Luxman Siriwardena, Pathfinder's executive director,
says Sri Lanka's investment rate of 30 percent of gross domestic product leaves
a shortfall of about US$3 billion needed to attain the government's target of 8
percent growth.
“There is also need for greater clarity regarding the
respective roles of the private and state sectors, including the military, in
economic activity,” he said.
'Not confident'
Jaffna, in the north where Tamils dominate, was once
the second city and a major industrial hub. It is just emerging from isolation
as an epicenter of the war that began in 1983. Up to 40,000 civilians may have
been killed in the government's remorseless final offensive, according to the
United Nations.
Public works and an appetite for consumer goods
fuelled by remittances from exiles have spurred growth in a town of bombed out
buildings, but businesses are gloomy about the future.

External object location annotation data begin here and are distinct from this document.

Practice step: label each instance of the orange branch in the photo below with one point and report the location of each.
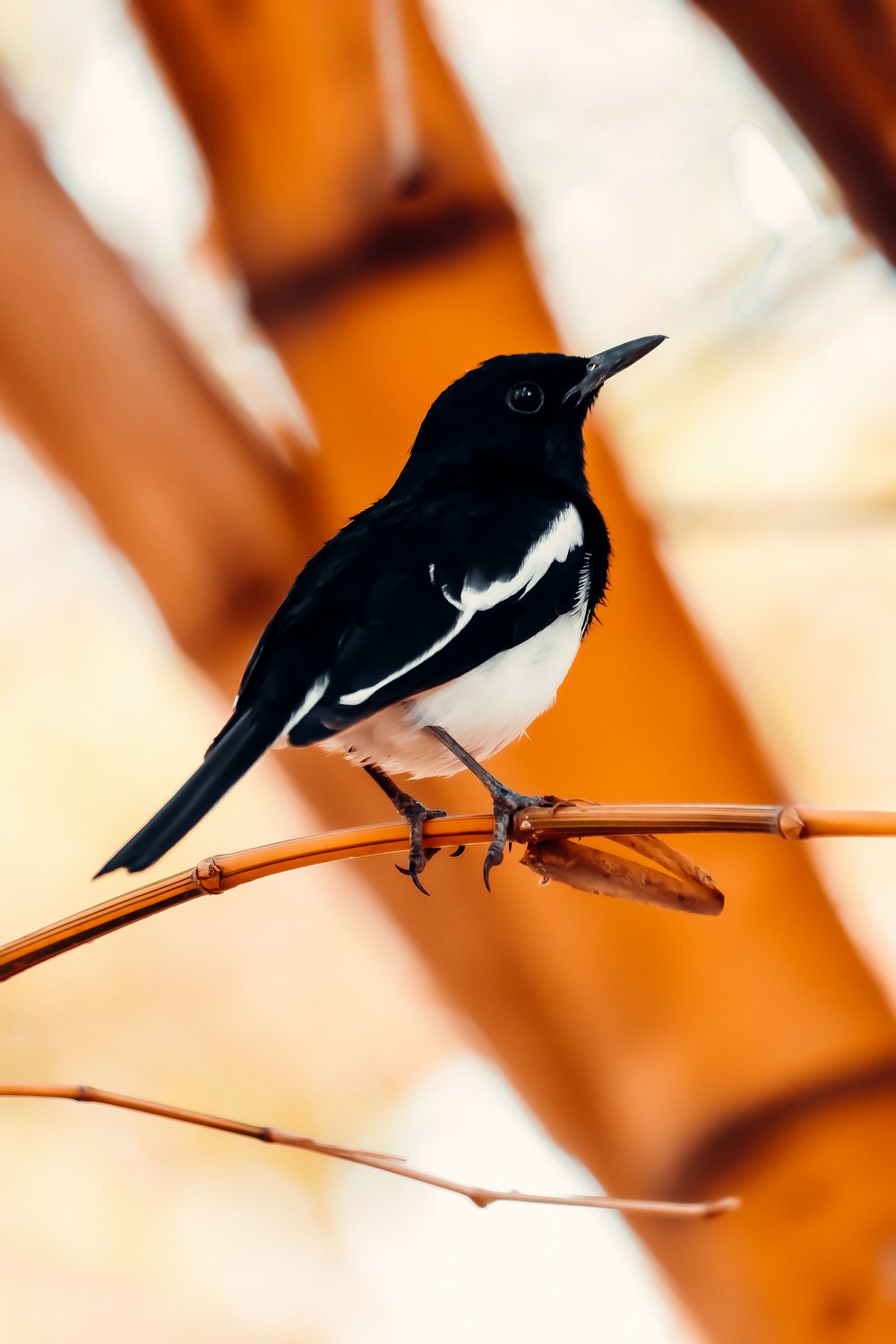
(533, 827)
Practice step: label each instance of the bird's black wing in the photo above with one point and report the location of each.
(447, 591)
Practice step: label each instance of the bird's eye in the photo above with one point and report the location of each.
(525, 398)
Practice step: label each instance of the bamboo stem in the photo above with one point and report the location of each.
(530, 827)
(478, 1195)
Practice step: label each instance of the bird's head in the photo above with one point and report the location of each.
(517, 411)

The seaside city was virtually cut off from the rest
of the country during the war that pitted largely Hindu Tamils against mostly
Buddhist Sinhalese. It could take months for people in the area to get
permission from the army to travel south.
Now, buses run daily and two domestic airlines fly
there with small prop aircraft.
The most successful is Helitours, which flies
passengers for half the price of its rival, Expo Air. Helitours is able to do
so because it is part of the air force and has lower overheads.
Helitours also flies tourists to a golf course at an
armed forces resort in another former war zone in the east — part of a network
of military businesses that extends from private security and farming to
catering and whale-watching.
Some Jaffna residents complain the military controls
too much land seized in the war. Others warn that government foot-dragging on
local elections and easing ethnic tension has deterred both locals and wealthy
overseas Tamils from investing.
Young Tamil businessman V. Kandappa came back from
Britain at the end of the war to set up a business in his parent's bomb-damaged
home — a rare returned exile. He builds homes for members of the diaspora who
dream of coming back. Almost half the population left Jaffna during the war.
“The private sector is still not confident about what
is going to happen on the ethnic front, people are scared to invest their money
in the north and eastern provinces,” Kandappa said.